L’hyperfibrinolyse est associée au phénotype de saignements modérés. Mais en pratique, près de 70% des patients présentant un tel phénotype ne sont pas diagnostiqués, sans doute du fait des limites des méthodes de laboratoire couramment utilisées, comme le TLE. Aussi, les auteurs de ce travail ont mené une évaluation similaire via des méthodes plus performantes.

Méthodologie

L’étude clinique observationnelle monocentrique (hôpital universitaire de Maastricht) a rassemblé des patients de 18 ans ou plus évoquant ou non des symptômes de saignements modérés dans le cadre d’un questionnaire pré-opératoire. Ils ne devaient pas être traités par AINS ou par médicaments ciblant l’hémostase, ni présenter une anémie ou une thrombocytopénie. Les patients considérés comme présentant des symptômes hémorragiques étaient ceux rapportant au moins un symptôme (saignement post-opératoire, extraction dentaire, épistaxis spontané…).
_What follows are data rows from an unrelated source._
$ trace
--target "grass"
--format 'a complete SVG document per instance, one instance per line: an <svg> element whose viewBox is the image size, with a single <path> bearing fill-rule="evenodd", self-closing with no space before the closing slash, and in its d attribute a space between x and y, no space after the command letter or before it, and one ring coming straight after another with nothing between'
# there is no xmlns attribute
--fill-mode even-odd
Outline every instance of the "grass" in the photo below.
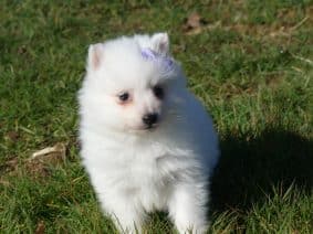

À partir des analyses comparatives, les coefficients de régression bêta ont été calculés (fondés sur une moyenne à 0 et un écart-type égal à 1).

Principaux résultats

  • La cohorte était hétérogène, celle des sujets présentant des symptômes comportant notamment plus de femmes (72% vs 45%) et une moyenne d’âge plus élevée (56 vs 50 ans) que le groupe contrôle. Les premiers présentaient aussi une activité de l'activateur de plasminogène (PAI-1) moins élevée et, à l’inverse, une activité du plasminogène plus élevée.

  • Les données de formation du caillot et de résistance du caillot étaient similaires dans les deux groupes avec les deux méthodes d’analyse.

  • Après ajustement en fonction du sexe, de l'IMC et de l'âge, les patients présentant des symptômes présentaient une vitesse de lyse plus faible (bêta -0,35, p=0,007) et un temps de lyse plus long (bêta 0,29, p=0,022) par rapport aux groupe contrôle, à partir des résultats de tPA-ROTEM. Ces différences n’étaient pas retrouvées par les tests turbidimétriques.

  • Les taux de FII, FXII, plasminogène, alpha2-antiplasmine (2-AP), inhibiteur de la fibrinolyse activé par la thrombine (TAFI) et PAI-1 prolongeaient le temps de lyse du caillot par tPA-ROTEM. Seuls ceux des 2-AP, TAFI et PAI-1 inhibaient la lyse dans les tests turbidimétriques.

Principales limitations

Les deux tests employés ne reflètent pas la contribution de l’activateur tissulaire plasmatique (tPA) endogène.